A figura de Mabel, construída sobre o princípio desta infinita solicitude segundo a qual a compreensão do Outro não implica na capacidade de compreender as coisas, leva o filme a renovar as modalidades da descrição: deste ser diante de mim, o que me foi dado a ver, o que permanece para sempre inassimilável: seu corpo, seu gesto, seu sopro? Estes elementos esposam de maneira exata a forma de sua presença no mundo? que traços seus eclipses ou sua desaparição deixariam? E por exemplo, a propósito da própria Mabel: quem a toma por uma louca? São, notadamente, os transeuntes aos quais, com seu vestidinho curtíssimo, que evoca irresistivelmente o de Barbara Lodan em Wanda ( o outro grande filme americano moderno sobre o desespero das mulheres) ela pergunta a hora com seu entusiasmo típico, salta e brinca diante deles, a feliz excitação de esperar pelo ônibus que trará suas crianças da escola. É Mister Jensen ( Mario Gallo), para quem as crianças deverão morrer, ao dançar O lago dos cisnes, e que não aprecia nada a ostentação da expressividade infantil. Parece-nos agora impossível subscrever à leitura deles: a decifração do comportamento de Mabel apenas pelo diagnóstico da loucura, a própria tarefa da interpretação mostram-se terrivelmente insuficientes.

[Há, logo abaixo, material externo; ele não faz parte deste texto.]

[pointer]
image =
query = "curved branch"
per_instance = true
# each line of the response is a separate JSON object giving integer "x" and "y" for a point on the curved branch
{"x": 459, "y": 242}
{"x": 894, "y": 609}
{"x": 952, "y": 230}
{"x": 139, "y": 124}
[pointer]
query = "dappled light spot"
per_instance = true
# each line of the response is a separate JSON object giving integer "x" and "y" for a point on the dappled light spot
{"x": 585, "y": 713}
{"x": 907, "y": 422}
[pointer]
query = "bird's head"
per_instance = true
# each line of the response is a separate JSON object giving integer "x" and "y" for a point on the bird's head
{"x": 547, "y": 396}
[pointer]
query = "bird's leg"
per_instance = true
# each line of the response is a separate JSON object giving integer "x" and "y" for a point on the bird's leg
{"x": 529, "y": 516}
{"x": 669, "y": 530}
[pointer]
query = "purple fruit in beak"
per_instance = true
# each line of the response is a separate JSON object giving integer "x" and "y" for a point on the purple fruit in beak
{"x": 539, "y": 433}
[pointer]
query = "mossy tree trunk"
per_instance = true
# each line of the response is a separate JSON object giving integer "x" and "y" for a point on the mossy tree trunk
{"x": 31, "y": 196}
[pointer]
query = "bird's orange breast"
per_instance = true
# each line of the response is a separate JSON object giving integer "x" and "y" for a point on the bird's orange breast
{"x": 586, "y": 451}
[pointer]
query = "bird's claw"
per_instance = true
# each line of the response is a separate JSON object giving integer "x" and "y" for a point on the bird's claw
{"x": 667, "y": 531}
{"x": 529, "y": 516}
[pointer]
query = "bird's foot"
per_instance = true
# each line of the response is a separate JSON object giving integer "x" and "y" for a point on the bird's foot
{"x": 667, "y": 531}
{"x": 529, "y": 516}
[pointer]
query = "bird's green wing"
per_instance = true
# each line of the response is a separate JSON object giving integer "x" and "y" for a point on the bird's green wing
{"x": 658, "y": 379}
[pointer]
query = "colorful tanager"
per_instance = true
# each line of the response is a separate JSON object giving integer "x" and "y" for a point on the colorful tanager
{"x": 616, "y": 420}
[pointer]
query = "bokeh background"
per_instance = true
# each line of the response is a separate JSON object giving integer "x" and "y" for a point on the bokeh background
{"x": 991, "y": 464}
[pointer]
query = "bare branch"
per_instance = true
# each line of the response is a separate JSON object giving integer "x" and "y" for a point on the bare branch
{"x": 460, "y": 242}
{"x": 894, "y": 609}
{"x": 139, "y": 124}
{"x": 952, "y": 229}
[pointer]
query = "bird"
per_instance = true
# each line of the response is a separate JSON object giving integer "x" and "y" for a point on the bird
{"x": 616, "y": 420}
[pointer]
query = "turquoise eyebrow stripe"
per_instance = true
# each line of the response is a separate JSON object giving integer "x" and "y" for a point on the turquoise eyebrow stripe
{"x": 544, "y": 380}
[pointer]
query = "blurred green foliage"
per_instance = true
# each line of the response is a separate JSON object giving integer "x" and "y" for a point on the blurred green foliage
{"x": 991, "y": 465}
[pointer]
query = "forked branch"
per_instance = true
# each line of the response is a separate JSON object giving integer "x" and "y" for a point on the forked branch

É preciso retornar ao real da visão e da escuta, ao sensível e à sensação. Rilke sobre as “coisas” de Cézanne, ou seja, sobre os limites da representação figurativa: “incompreensível, como queiram, mas tangível”.

Minnie e Moskowitz, o filme precedente de Cassavetes, se organizava segundo uma dupla estrutura: podíamos assistir à tumultuada aliança entre Minnie e Moskowitz ora como o prolongado mal-entendido de duas criaturas desvairadas, fugindo da depressão a qualquer preço, ( e a extasiada seqüência final sobreviria como uma queda , uma surpresa contra toda expectativa precedente), ora como a difícil cura de duas consciências enérgicas ( e a seqüência final, cláusula lógica, só se encarregaria de implantar a confirmação). Era possível ver em Minnie tanto o filme da patologia cotidiana quanto das contingências de um amor inelutável. Ou antes: ao permitir estas duas apreensões antagônicas, o burlesco ou o dramático, o filme, no intervalo preenchido entre evidência e mau-entendido, encontrava seu sentido: do que me importa absolutamente ( o objeto amado), não compreendo absolutamente nada, pois- princípio de Mabel- eu lhe pertenço de corpo e alma.
Uma mulher sob influência se organiza também segundo uma dupla estrutura simultânea, esta mesma estrutura redobrada no “sucessivo”. É claro, tratam-se das relações entre uma mulher e seu marido mas, ao mesmo tempo e sem que haja a prevalência de uma dimensão sobre a outra, se expõe a parceria de uma atriz e de seu metteur-en-scéne. A casa, com suas fronteiras simbólicas, seu palco principal, suas coxias ( onde se desenrola a cena mais intensa, em sombrios closes estabelecendo maus raccords com os claros planos de conjunto de Mabel entrando, depois saindo deste lugar fechado, tépido e abstrato onde, entre lágrimas e tormento, ela reencontra suas crianças) e a faculdade que possui Mabel de transformar todo espaço em tripé ( inclusive uma mesa da sala de jantar) abriga antes de tudo um teatro e sua trupe. Os diálogos dos reencontros entre Mabel e Nick , diante da família espectadora , também esta mobilizada ( “Come on! Stop with the jokes! Conversation! Normal conversation! Family atmosphere!”) são a recitação dos conselhos rituais do diretor ao ator: « Just be yourself. Be yourself ! Do what you want ! » e as interpelações naturais do ator ao seu metteur en scéne: « How am I doing ? » E se Nick pede a Mabel para executar sua expressão favorita, « Give a beh-beh ! Better than that, a real beh-beh ! », é o próprio filme que pede a Nick, muito aplaudido também, - quando ele se recusa, ao telefone, a ir trabalhar, ou quando tira a roupa, na cobertura do caminhão - pede a Nick para que repita seu texto: a insignificante observação de Nick, a propósito da aparição súbita das crianças na rua após meses de ausência, quando da seqüência do almoço com espaguetes, nos é oferecida em duas versões, a primeira um pouco chã, como uma leitura à la palco italiano, a segunda super-expressiva. Enfim, sobre a mesma situação,a mesma trama narrativa, o filme nos dá sucessivamente a versão de Mabel, depois a de Nick, e seria preciso comparar aqui a festa infantil para Mr. Jensen, orquestrada por Mabel, e o piquenique marítimo organizado por Nick, completamente desastroso também, mas que nos oferece uma sublime descrição da afeição paterna.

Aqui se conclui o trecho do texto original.